Publication year - 1998
Publication title -
american journal of physical anthropology
Language(s) - English
Resource type - Journals
SCImago Journal Rank - 1.146
H-Index - 119
eISSN - 1096-8644
pISSN - 0002-9483
DOI - 10.1002/(sici)1096-8644(1998)107:27+<137::aid-ajpa6>3.0.co;2-q
Subject(s) - neanderthal , paleoanthropology , human evolution , population , biological dispersal , lineage (genetic) , demographic history , context (archaeology) , pleistocene , evolutionary biology , geography , biology , ecology , demography , genetic diversity , archaeology , sociology , biochemistry , gene
The origins of modern humans have been the central debate in palaeoanthropology during the last decade. We examine the problem in the context of the history of anthropology, the accumulating evidence for a recent African origin, and evolutionary mechanisms.
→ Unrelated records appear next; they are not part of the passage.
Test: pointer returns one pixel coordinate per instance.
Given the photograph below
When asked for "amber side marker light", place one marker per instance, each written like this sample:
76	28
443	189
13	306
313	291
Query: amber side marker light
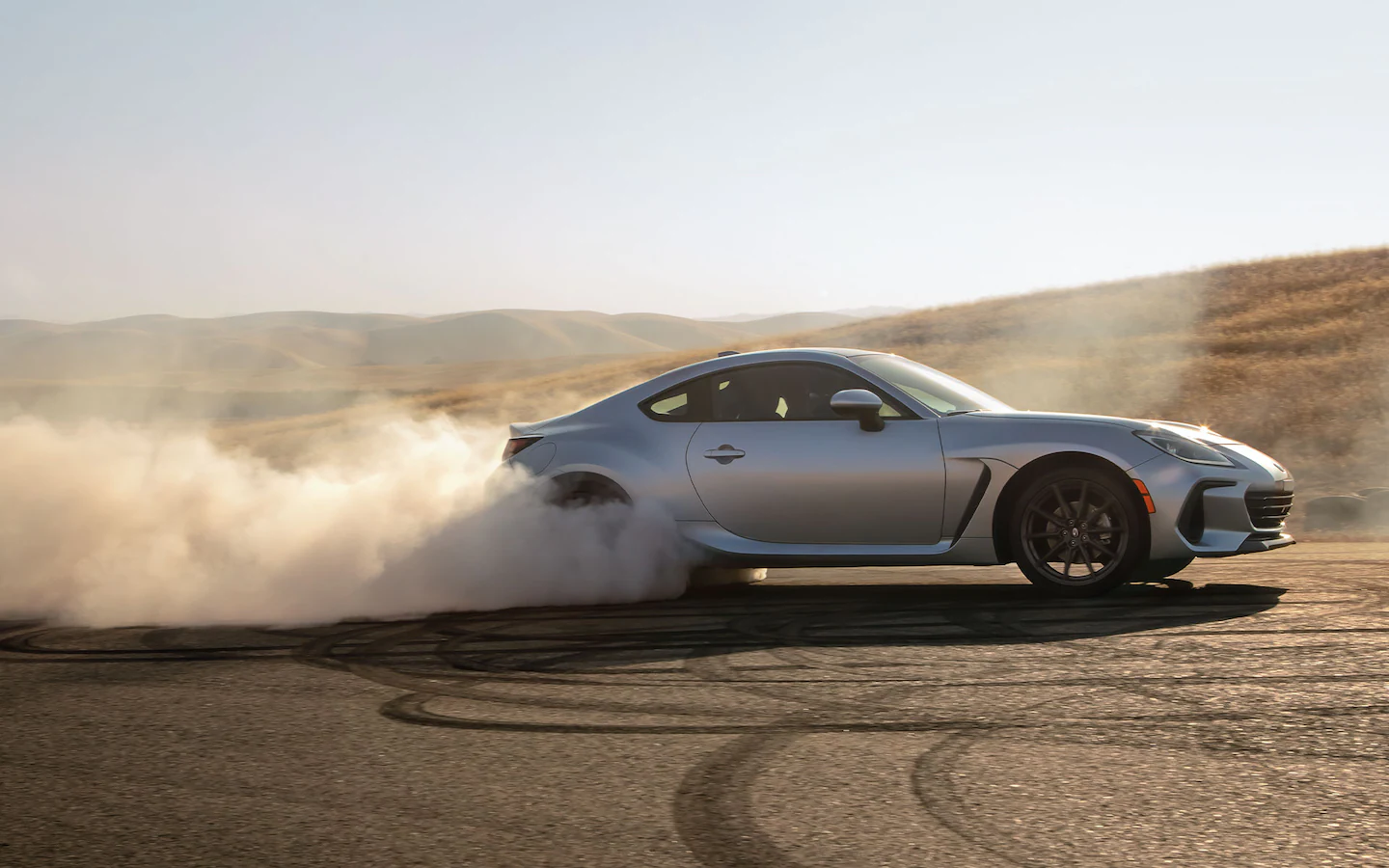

Using a historical perspective, we show that the current controversy is a continuation of older conflicts and as such relates to questions of both origins and diversity. However, a better fossil sample, improved dates, and genetic data have introduced new perspectives, and we argue that evolutionary geography, which uses spatial distributions of populations as the basis for integrating contingent, adaptive, and demographic aspects of microevolutionary change, provides an appropriate theoretical framework. Evolutionary geography is used to explore two events: the evolution of the Neanderthal lineage and the relationship between an ancestral bottleneck with the evolution of anatomically modern humans and their diversity. We argue that the Neanderthal and modern lineages share a common ancestor in an African population between 350,000 and 250,000 years ago rather than in the earlier Middle Pleistocene; this ancestral population, which developed mode 3 technology (Levallois/Middle Stone Age), dispersed across Africa and western Eurasia in a warmer period prior to independent evolution towards Neanderthals and modern humans in stage 6. Both lineages would thus share a common large‐brained ancestry, a technology, and a history of dispersal. They differ in the conditions under which they subsequently evolved and their ultimate evolutionary fate. Both lineages illustrate the repeated interactions of the glacial cycles, the role of cold‐arid periods in producing fragmentation of populations, bottlenecks, and isolation, and the role of warmer periods in producing trans‐African dispersals. Yrbk Phys Anthropol 41:137–176, 1998. © 1998 Wiley‐Liss, Inc.